KLASSIKPOP Drei Tage lang spielen: Das Orchester Stargaze um den Berliner Dirigenten André de Ridder stellt an der Volksbühne seine Ausnahmestellung unter Beweis und spannt den Bogen „From Bach To Greenwood“

Der Berliner Chor Cantus Domus singt – unter anderem – Béla Bartóks „Dorfszenen“ Foto: Oliver Beige/Stargaze

von Jens Uthoff

Zwei dicke fette Ausrufezeichen in Weiß auf Rot säumten links und rechts die Fassade der Volksbühne; schon von Weitem waren sie zu sehen, wenn man Richtung Rosa-Luxemburg-Platz schritt. Ebenso das mittig auf dem Dach platzierte Motto: „Hören“ stand dort in jener Frakturschrift, für die das Haus mittlerweile bekannt ist.

Nun ist „Hören“ ohnehin das Motto aller Konzerte, die in der traditionsreichen Theaterstätte aufgeführt werden – das ergibt ja auch durchaus Sinn. Aber auch die markanten Ausrufezeichen ergaben Sinn, denn das vom Berliner Orchester Stargaze kuratierte Festival, das von Freitag- bis Sonntagabend über die Bühne ging, war wirklich etwas Besonderes – und ein Highlight des diesjährigen Musikprogramms an der Volksbühne.

Nuancen gewonnen

Einerseits wegen des breiten Spektrums an Musik, die gemäß dem Festivalnamen „Stargaze Orchestral – From Bach To Greenwood“ in insgesamt 14 Aufführungen gegeben wurde: Sie reichte vom Barock bis in die Gegenwart hinein, zu den Kompositionen des Radiohead-Gitarristen Jonny Greenwood. Am Eröffnungsabend switchte man mal eben zwischen einer Bach-Kantate und einem Stück der Acid-Rock-Band Grateful Dead. Andererseits aber ist das 2013 gegründete Ensemble um den international zwischen Pop und Klassik bestens vernetzten Berliner Dirigenten André de Ridder sowieso zur unverzichtbaren Marke geworden. Stargaze arbeitete unter anderem bereits mit Pop-Größen wie Julia Holter oder Owen Pallett zusammen. Bei den meisten Projekten waren tolle Neuinterpretationen zu hören, die den Originalstücke völlig neue Nuancen abgewannen.

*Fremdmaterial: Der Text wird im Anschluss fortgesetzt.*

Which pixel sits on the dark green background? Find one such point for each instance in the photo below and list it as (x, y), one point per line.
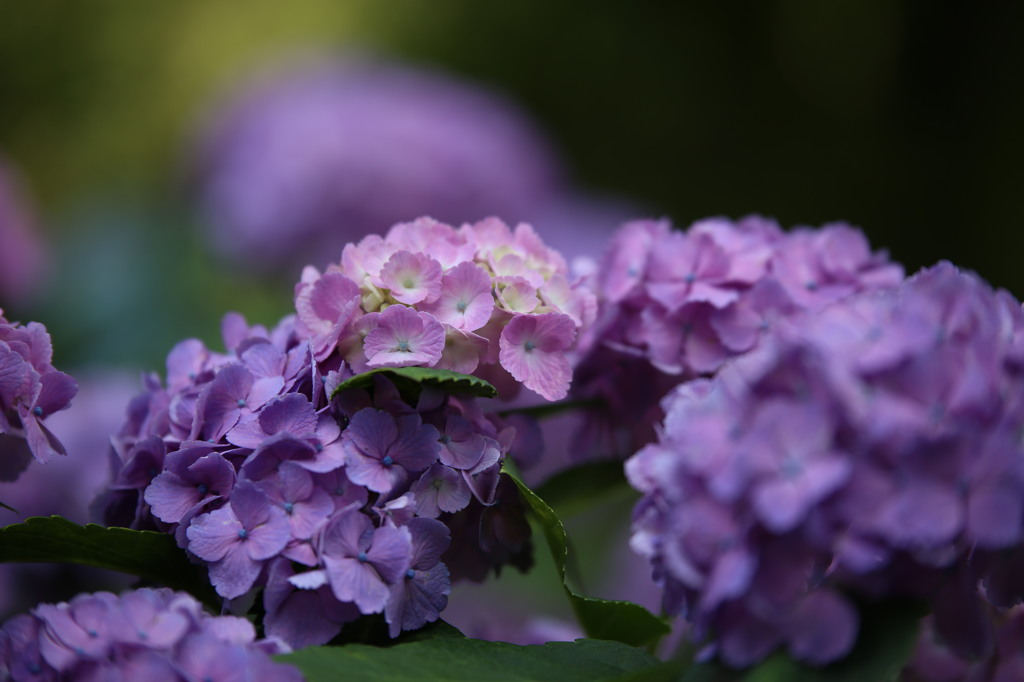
(904, 118)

Um Nuancen geht es auch bei einem Cellokonzert György Ligetis, mit dem Stargaze am Samstag eröffnet, mit Michael Rauter am Cello und 30-köpfigem Orchester. Das heißt, zunächst verharren die Musikerinnen und Musiker in minutenlanger Stille.

Gerade denkt man, es würde John Cage gegeben, da spazieren Jeremy Barnes (mit Akkordeon) und Heather Trost (mit Geige) durch den Saal – sie bilden zusammen das Duo A Hawk And A Hacksaw, das später auftreten soll und ein Stück osteuropäischer Straßenmusik als Ouvertüre vorweg gibt.

Es folgt das von Rauter und Orchester dahingehauchte Cellokonzert von Ligeti, bei dem ich unwillkürlich an das schlichte Motto „Hören“ denken muss: zuhören, hinhören, Gehör schenken – Stargaze interpretiert das Stück von Ligeti so fein ziseliert, so sanft gezupft, zum Teil nur knapp über der Wahrnehmungsgrenze, dass man wirklich sehr genau hinhören muss. Ein anspruchsvolles Stück; eines, das die Stärken von Stargaze in einer knappen halben Stunde auf den Punkt bringt: 30 Musikerinnen und Musiker, und man hat das Gefühl, als höre man jeden und jede einzelne davon.

30 Musikerinnen und Musiker spielen Ligeti, und man hat das Gefühl, als höre man jeden und jede einzelne davon

Ein weiterer Höhepunkt ist der Auftritt von A Hawk And A Hacksaw. Das Duo kommt zwar eigentlich aus New Mexico, aber Barnes und Trost sind so viel in Osteuropa und Vorderasien unterwegs gewesen, dass sie vor allem aus den Volksmusiken Ungarns, Rumäniens, der Türkei, Griechenlands oder Israels schöpfen, um nur einige Länder zu nennen. Im Wechsel mit Stargaze spielen die beiden an Geige und Cimbalom eigene Stücke ihres großartigen jüngsten Albums, „You Have Already Gone to the Other World“, während das Orchester gemeinsam mit dem Chor Cantus Domus Béla Bartóks „3 Dorfszenen“ neu interpretiert. Allesamt toll. Die Schwere Bartóks und die zwischen Beschwingtheit und Melancholie pendelnden Stücke von A Hawk And a Hacksaw ergänzen sich gut.

Andere Saiten

Die zwei Kompositionen des Radiohead-Gitarristen Jonny Greenwood, die de Ridder mit 40-köpfigem Streicherensemble (nun unterstützt vom Berliner Ensemble Kaleidoskop) anschließend aufführt, fallen dagegen leicht ab – wobei, als zwischenzeitlich die Geigen und Bratschen wie Gitarren gespielt werden und tolle Rhythmen daraus entstehen, hat auch dieser Abschluss des Samstagabends große Momente.

Beim Auftritt der irischen Indie-Folk-Band Villagers am Sonntag sind die großen Momente etwas rarer. Das liegt zum einen daran, dass die Kompositionen der Villagers etwas zu gängig für das Indie-Folk-Genre der vergangenen Jahre sind – hat man das nicht anderswo schon genauso gehört? –, zum anderen wirken Stargaze hier „nur“ wie eine leise Begleitband. Beeindruckend aber sind sie dann, wenn sie eigene Impulse in die Stücke hineingeben. Dem Publikum gefallen die betulichen Klänge der Villagers trotzdem; auch am dritten Abend des Festivals ist die Volksbühne nahezu ausverkauft. Mit einer Kolla­boration mit der jungen dänischen Punkband Iceage gehen die orchestralen Tage dann zu Ende – auf die nächsten Stargaze-Projekte, ob an der Volksbühne oder anderswo, darf man sich freuen.